TR = Max[(H − L), Abs(H − CP​), Abs(L − CP​)]
ATR: (1/n​)(i=1)∑(n)​TRi

TR = True Range
ATR: Average True Range

As mentioned above, traders commonly use a 14-day period to calculate ATR, but you are more than welcome to use even a shorter period. Using such a period that is shorter than the average, the trading signals are likely to be more. Similarly, if longer periods are used for calculating a stock ATR, less trading signals are generated.

What Does ATR Indicate?

This technical indicator was originally developed specifically for use in the commodity market. However, stock traders have also used it to calculate the daily volatility of the market and that particular stock they are interested in. Day traders can use ATR with huge success while trading stocks if used wisely.

It can be assessed in determining the right moment for entering and exiting the market. Also, unlike many other technical indicators, it does not indicate specific price direction and is used to determine merely market volatility.

A stock that is highly volatile will naturally have a higher ATR, and in the same fashion, a lesser volatile stock would have a lower ATR. Most traders use ATR as an exit method, which is pretty universal as it can be used without even considering the entry point.

The most popular technique in this regard is known as the ”chandelier exit.” As per this technique, a trailing stop is placed right under the highest high of the stock since you purchase it. In technical terms, the exact difference between the stop level and the highest high is termed in some multiple times of the ATR.

A derivatives trader or investor can also use the ATR indicator to size his trade in the derivative markets. It is considered a very useful tool to position sizing in accordance with an individual trader’s capacity to take risks along with specific market volatility underplay.

Limitations Of Using ATR

As mentioned above, there are a lot of important benefits associated with the usage of ATR in stock trading. However, just like every other technical indicator, ATR is ”lagging” as well. There are two primary limitations of using the ATR.

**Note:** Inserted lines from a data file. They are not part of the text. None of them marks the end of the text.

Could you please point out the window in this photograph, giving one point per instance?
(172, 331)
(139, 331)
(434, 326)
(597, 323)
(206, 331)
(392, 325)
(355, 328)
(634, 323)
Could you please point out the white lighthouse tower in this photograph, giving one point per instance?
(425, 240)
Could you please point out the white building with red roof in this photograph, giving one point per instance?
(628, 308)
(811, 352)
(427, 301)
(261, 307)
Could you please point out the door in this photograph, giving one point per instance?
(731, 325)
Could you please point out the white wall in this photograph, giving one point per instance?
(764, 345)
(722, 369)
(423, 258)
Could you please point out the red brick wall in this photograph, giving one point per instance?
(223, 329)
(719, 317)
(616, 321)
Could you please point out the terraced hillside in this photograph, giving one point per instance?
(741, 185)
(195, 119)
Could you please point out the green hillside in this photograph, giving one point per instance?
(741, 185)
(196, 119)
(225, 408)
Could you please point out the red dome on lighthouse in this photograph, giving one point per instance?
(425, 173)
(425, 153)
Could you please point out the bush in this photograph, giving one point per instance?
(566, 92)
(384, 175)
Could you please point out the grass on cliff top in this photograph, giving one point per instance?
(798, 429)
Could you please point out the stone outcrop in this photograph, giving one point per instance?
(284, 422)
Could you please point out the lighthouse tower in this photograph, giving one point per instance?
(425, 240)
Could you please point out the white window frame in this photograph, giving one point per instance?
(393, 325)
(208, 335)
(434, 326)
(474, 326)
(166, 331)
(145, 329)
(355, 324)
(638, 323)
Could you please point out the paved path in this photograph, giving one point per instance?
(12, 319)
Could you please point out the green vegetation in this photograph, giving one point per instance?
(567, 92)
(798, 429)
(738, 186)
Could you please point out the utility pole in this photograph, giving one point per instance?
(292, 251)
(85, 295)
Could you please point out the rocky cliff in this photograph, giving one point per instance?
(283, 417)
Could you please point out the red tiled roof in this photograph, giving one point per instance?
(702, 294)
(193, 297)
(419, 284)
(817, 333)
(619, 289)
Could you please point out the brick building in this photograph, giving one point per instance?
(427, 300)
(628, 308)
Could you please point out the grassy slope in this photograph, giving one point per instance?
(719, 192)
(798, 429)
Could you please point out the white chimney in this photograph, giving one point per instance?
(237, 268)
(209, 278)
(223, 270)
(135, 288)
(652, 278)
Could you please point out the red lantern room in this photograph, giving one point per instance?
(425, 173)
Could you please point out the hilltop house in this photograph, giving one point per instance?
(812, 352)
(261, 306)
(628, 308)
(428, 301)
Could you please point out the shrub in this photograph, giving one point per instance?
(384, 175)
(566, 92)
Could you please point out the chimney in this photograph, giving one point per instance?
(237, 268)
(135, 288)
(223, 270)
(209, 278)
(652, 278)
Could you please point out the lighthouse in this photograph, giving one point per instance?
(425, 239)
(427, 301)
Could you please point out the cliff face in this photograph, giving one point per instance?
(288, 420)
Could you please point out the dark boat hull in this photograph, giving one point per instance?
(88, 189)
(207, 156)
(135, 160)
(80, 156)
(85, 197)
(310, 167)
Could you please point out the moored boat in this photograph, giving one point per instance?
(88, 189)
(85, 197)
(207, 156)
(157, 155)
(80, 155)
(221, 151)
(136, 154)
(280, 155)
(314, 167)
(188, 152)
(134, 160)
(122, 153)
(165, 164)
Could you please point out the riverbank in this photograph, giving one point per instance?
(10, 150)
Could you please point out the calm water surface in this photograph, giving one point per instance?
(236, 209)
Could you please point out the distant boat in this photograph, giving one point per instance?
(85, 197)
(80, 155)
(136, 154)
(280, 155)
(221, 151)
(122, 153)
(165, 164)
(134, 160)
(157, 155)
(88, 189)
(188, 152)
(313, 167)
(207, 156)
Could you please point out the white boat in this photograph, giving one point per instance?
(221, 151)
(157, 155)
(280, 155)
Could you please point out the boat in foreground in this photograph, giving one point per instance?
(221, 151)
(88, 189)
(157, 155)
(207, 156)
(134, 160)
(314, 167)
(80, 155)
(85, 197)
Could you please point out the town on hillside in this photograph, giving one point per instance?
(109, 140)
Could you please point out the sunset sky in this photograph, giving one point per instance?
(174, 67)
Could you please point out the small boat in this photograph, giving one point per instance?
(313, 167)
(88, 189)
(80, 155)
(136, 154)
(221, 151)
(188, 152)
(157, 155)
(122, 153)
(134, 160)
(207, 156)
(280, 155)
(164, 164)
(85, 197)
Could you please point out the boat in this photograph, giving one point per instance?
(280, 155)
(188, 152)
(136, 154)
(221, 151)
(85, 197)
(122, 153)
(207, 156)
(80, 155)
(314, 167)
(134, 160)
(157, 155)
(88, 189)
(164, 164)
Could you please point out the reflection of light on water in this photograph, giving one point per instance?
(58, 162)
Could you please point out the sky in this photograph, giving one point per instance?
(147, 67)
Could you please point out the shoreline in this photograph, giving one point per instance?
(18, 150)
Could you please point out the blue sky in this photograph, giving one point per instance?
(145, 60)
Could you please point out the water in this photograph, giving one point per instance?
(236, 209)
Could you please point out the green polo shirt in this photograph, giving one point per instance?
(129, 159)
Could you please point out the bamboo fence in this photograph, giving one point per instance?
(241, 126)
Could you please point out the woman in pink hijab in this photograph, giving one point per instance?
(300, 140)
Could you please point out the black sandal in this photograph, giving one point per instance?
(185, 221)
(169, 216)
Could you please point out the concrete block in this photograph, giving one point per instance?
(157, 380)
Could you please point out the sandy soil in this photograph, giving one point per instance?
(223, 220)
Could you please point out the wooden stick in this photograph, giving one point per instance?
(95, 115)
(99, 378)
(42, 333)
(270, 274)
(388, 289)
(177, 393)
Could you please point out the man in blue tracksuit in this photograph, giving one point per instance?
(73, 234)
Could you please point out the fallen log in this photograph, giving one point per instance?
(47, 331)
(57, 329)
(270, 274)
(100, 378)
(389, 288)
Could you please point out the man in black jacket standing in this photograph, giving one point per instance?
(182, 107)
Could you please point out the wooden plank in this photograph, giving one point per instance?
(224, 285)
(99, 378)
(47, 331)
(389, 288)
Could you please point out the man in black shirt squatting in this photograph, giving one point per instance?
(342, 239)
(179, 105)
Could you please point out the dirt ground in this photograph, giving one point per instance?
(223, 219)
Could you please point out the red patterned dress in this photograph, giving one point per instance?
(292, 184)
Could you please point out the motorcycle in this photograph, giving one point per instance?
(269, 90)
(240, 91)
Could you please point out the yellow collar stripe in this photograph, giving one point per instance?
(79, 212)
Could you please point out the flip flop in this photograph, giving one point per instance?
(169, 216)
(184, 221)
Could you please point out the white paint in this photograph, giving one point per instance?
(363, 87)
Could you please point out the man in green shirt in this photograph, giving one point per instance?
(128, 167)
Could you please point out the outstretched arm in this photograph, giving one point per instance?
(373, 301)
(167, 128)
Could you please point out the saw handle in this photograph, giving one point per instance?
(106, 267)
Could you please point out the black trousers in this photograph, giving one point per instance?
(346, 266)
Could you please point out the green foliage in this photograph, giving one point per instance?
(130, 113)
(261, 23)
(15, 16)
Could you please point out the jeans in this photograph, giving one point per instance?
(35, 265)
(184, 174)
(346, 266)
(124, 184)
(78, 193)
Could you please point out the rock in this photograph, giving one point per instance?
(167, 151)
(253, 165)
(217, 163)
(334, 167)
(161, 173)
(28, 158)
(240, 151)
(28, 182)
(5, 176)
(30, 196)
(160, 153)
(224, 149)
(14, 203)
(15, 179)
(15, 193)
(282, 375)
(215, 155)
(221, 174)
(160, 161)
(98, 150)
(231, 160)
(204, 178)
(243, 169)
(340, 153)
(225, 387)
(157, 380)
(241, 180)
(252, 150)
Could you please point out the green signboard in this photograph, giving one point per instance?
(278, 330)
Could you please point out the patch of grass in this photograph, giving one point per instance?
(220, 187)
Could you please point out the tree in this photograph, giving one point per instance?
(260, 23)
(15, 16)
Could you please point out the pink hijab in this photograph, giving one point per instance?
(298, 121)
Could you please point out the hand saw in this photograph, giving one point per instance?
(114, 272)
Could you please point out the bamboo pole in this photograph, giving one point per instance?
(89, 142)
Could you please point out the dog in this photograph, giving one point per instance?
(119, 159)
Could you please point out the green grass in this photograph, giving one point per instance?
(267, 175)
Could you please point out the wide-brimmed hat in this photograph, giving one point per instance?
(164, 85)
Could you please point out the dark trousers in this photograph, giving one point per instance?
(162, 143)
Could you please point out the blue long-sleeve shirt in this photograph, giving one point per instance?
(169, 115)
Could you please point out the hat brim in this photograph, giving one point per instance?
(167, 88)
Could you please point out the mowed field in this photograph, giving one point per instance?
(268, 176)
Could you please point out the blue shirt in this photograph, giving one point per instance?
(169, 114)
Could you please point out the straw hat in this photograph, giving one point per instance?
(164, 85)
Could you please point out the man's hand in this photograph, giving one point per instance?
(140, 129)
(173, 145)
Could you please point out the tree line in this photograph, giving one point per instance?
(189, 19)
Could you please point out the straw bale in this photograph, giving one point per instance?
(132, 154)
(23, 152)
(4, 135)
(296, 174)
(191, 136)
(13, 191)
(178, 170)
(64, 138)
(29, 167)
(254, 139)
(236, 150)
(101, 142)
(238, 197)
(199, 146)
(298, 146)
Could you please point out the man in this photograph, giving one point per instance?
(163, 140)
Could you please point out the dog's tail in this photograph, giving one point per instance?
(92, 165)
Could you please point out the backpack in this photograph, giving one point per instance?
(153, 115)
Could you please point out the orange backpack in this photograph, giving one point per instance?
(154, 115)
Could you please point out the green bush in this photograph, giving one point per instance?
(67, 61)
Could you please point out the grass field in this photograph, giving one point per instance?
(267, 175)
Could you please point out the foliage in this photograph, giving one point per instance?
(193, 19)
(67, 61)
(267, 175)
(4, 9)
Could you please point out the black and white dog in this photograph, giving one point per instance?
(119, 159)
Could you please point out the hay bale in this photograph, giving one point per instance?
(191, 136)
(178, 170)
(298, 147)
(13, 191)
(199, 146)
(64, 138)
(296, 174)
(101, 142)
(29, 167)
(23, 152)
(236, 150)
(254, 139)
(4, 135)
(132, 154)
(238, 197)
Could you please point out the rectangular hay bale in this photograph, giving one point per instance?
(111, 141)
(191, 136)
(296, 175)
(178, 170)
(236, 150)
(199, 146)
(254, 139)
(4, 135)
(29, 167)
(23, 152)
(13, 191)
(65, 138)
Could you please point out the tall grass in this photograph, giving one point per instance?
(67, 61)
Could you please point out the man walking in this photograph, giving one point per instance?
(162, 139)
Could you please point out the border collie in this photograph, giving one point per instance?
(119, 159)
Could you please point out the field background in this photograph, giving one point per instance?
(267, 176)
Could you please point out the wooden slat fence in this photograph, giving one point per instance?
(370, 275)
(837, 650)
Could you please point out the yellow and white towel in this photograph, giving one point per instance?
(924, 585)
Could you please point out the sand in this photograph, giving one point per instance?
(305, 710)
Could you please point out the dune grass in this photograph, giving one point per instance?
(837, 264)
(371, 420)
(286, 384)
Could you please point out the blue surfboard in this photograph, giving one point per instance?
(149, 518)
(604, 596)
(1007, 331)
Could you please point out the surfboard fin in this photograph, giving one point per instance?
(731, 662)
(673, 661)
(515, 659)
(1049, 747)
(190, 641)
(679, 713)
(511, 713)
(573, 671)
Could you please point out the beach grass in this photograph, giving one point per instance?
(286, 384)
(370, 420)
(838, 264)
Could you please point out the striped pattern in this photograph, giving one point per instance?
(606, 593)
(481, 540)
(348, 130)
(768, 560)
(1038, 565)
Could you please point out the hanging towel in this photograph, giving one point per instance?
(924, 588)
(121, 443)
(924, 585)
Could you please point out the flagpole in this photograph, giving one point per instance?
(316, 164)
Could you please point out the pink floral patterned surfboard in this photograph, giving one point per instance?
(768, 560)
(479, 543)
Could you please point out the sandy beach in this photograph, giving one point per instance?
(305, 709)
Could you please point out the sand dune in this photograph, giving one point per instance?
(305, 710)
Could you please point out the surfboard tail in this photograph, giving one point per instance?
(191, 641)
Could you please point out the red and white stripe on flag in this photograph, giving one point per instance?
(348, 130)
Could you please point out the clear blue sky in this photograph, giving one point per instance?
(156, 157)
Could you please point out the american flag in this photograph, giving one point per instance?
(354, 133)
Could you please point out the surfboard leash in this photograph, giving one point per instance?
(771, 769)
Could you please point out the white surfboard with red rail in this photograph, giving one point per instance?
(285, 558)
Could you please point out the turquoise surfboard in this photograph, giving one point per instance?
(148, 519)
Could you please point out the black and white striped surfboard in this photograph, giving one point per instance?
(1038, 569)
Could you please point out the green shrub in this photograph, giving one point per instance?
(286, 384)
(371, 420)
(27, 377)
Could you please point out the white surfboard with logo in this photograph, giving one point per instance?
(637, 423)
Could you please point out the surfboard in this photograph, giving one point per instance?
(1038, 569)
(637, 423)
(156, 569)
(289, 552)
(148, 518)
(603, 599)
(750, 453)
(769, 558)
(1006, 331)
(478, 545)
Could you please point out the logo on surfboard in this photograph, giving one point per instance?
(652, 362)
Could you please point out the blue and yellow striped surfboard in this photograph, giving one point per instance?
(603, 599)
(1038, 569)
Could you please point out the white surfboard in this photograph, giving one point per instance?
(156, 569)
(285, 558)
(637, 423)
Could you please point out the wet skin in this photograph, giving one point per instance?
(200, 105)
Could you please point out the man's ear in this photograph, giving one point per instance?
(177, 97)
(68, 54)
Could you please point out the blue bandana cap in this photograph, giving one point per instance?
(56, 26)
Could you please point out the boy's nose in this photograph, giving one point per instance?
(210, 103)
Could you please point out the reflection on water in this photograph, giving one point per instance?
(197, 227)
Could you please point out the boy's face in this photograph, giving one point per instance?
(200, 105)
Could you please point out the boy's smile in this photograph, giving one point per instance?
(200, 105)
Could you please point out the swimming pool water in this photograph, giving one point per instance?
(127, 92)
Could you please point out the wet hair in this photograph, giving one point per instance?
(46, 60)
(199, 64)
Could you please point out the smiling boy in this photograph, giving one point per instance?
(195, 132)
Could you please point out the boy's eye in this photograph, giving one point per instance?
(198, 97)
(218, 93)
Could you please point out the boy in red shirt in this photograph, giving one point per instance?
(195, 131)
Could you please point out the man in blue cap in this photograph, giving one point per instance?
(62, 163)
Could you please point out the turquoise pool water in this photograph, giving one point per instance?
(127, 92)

The first is that the average true range measure is a subjective one, which means that it is open to interpretation. You will not find a single ATR value which will Predict with accuracy if a trend is about to reverse or not. On the contrary, the readings of ATR must always be compared against readings done earlier in order to get some idea about a trend’s weakness or strength.

The second most considerable limitation of using ATR during stock trading is that it is only known for measuring market volatility and not the actual direction of the asset’s price.

As it may seem at this particular point, it can be a real downside of using ATR as mixed signals can sometimes be interpreted, specifically when markets are experiencing turning points or pivots. For instance, rapid enhancement in the ATR after a massive move against the prevailing trend would make some stock traders feel that this trend is a representation of an old trend confirmed by the ATR, and it certainly is not the case.


Despite being an old, trusted, and largely useful technical indicator, ATR must be used with caution, as there are certain and considerable limitations attached to the usage of ATR during trading stocks. Earlier, it was only used for derivatives, but recently the importance and relevance of ATR in the stock market have been realized.

Just like most of the other technical indicators, you must not follow the ATR blindly. You must only take into consideration a trend suggested by the ATR if other multiple technical indicators also recommend that particular trend because otherwise, you could end up in a pit.